Microsoft has provided some more details on the revamped controller that will come with the new Xbox One console, which execs said will be more precise, immersive, and comfortable.

Larry Hyrb, director of programming for the Xbox Live network, teased the new controller earlier this week with a Vine video that showed it creeping up on the old one. He and the Xbox team have now broken down what Xbox One gamers can expect from updated controller.

First up are the impulse triggers, which are possible due to the controller's four vibration motors - one behind each trigger - that bring things like gunshots, car crashes, and explosions to life.

"For example, in Forza Motorsport 5, Turn 10 Studios is using impulse triggers to provide players with precise feedback that enhances the racing experience," the Xbox team said in a blog post. "If your tires break traction from over-acceleration or if you drift on the gas pedal, the triggers emit very distinct vibrations. This is combined with the chassis rumble that conveys impacts, engine roar and driving over surface irregularities like cobblestone."

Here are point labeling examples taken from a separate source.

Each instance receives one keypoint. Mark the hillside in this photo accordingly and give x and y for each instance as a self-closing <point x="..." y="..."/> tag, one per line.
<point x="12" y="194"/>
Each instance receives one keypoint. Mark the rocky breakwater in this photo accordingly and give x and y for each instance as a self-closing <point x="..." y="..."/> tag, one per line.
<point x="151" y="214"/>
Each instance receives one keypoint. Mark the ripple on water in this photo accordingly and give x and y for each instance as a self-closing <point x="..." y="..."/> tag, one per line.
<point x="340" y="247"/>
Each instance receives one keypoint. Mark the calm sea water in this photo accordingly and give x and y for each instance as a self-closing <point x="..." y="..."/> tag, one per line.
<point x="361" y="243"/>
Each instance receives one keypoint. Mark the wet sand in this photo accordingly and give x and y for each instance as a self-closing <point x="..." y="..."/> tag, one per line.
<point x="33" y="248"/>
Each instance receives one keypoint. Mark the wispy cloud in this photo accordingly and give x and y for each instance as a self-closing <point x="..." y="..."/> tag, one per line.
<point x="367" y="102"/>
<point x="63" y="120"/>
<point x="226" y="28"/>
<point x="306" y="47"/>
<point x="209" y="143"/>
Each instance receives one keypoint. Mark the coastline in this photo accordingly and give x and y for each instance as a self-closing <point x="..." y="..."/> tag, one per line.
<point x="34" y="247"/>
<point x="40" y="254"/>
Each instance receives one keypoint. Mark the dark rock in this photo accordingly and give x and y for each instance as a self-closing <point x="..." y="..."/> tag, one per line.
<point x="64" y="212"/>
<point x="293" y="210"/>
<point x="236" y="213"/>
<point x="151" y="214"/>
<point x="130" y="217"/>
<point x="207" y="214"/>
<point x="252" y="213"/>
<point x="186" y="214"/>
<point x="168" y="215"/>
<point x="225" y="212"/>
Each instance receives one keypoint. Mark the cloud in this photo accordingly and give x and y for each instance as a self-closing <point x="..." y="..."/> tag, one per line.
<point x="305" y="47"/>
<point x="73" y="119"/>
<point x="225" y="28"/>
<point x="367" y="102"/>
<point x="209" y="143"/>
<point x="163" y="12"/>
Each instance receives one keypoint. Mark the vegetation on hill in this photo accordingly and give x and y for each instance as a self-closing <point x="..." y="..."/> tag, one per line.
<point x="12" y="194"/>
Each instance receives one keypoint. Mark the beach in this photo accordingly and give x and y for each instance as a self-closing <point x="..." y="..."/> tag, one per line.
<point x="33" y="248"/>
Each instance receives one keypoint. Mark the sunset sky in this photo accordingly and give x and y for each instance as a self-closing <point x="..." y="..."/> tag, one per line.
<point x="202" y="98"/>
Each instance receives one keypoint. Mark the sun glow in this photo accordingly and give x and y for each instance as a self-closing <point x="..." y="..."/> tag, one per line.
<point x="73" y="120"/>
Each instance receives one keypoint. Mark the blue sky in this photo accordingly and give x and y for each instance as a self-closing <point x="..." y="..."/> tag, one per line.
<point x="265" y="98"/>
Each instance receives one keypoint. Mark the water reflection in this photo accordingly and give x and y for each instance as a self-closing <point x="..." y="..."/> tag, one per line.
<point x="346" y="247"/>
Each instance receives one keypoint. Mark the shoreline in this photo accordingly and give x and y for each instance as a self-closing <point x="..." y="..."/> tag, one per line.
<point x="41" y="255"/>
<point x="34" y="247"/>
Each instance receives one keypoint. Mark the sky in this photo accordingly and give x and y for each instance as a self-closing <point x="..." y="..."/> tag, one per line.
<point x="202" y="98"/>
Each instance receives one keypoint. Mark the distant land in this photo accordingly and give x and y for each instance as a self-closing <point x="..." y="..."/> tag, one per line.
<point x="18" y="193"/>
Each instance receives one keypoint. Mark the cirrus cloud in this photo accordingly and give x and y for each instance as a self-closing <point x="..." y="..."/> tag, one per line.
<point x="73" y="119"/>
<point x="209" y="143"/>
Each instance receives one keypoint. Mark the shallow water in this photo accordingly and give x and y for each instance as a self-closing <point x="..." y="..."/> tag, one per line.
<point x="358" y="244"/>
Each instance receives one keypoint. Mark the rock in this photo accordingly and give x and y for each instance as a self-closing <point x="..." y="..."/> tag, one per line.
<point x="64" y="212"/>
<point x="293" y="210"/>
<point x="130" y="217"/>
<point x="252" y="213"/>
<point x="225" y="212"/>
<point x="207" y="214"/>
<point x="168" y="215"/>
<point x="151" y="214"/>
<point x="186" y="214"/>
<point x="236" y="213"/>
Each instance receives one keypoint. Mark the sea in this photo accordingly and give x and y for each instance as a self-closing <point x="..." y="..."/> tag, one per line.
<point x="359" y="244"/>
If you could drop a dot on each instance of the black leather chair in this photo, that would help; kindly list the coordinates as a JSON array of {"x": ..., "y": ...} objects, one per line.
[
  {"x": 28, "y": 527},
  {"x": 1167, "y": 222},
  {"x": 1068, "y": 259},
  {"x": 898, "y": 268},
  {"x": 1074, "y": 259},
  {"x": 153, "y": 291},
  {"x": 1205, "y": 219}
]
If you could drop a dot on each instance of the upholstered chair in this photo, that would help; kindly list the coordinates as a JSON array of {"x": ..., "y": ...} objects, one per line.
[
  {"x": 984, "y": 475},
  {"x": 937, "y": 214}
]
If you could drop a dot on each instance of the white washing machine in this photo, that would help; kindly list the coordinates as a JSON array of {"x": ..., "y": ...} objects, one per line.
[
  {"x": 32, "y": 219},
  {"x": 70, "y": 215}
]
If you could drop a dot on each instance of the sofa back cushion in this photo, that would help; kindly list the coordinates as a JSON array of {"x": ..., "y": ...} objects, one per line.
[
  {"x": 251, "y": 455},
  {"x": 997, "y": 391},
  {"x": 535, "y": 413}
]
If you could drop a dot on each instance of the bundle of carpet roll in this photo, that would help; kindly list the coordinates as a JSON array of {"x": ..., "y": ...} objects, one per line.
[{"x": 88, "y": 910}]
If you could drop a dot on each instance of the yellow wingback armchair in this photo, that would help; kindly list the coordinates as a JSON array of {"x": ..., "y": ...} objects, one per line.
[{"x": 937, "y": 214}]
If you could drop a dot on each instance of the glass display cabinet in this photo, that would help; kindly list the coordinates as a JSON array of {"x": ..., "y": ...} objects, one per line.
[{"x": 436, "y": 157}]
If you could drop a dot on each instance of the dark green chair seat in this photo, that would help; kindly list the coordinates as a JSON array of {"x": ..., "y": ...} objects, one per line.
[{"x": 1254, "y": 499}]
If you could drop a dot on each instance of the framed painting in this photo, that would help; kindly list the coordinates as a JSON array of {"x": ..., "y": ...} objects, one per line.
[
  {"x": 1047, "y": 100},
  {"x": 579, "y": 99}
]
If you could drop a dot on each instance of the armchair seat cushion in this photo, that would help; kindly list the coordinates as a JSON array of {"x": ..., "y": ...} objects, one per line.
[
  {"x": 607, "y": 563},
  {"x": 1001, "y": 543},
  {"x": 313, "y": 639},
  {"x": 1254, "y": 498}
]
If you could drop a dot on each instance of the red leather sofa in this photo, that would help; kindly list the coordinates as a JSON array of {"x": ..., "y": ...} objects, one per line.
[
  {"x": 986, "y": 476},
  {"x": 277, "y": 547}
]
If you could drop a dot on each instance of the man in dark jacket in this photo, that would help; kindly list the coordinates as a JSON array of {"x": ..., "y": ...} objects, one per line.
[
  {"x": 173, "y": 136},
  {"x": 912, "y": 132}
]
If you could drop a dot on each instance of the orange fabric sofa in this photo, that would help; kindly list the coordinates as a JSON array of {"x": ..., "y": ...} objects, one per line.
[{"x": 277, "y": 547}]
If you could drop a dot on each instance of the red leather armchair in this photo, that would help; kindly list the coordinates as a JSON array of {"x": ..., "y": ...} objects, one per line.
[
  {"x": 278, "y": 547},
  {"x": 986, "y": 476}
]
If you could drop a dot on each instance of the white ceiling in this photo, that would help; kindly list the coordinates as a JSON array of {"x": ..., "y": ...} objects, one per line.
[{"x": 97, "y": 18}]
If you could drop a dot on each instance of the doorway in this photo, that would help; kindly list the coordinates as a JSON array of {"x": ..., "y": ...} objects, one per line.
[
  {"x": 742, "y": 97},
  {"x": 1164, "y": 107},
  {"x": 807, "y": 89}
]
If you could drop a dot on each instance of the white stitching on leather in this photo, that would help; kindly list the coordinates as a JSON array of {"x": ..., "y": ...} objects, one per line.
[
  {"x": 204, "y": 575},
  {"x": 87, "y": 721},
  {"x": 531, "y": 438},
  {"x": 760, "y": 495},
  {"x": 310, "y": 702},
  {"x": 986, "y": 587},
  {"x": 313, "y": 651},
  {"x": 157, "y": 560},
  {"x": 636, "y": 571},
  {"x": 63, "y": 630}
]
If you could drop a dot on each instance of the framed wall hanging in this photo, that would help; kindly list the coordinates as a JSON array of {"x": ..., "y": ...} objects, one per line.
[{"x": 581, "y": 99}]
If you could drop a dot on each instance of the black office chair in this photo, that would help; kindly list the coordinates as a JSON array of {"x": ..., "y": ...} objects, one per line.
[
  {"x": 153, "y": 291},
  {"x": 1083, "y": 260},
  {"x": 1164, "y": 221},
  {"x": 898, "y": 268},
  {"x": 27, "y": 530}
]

The team also promised better audio for in-game communication, which "will be in many cases clearer than talking on a phone," they said.

New thumbsticks, meanwhile, are smaller and more precise. "Competitive gamers will be pleased to hear the sticks require 25 per cent less force to move, allowing you to adjust your aim in a first-person shooter or execute a half-circle sweep in a fighting game faster and more accurately," Hyrb said.

The D-Pad pays homage to classic controllers with a cross shape for more accurate gameplay, which Hyrb said should help with sports and fighting games. Buttons, meanwhile, are lower and more tightly spaced, making it easier to move from one to the next.

In terms of connectivity, the team said each controller will have "invisible reflective technology and LEDs" that send signals to the console and Kinect. "Not only does this make pairing the devices seamless, but it enables Kinect to associate the controller with whoever is holding it," they said. "This introduces innovative experiences, such as player switching, where a split screen display can swap positions on the TV if users change seats on the couch."

If you step away the controller will go to sleep and preserve battery until your return. The battery compartment on the controller, meanwhile, has been moved so there's more room at the bottom for fingers to grip. If you're running low on battery, though, you can attach the controller to the console via mini USB cable.

"Picking up the Xbox One controller feels familiar. Its contours, heft and proportions are reminiscent of the Xbox 360 controller, and yet the augmentations the team made are evident," the team concluded.

More details about the Xbox One are expected on Monday, when Microsoft will host a press conference in Los Angeles ahead of the E3 gaming expo.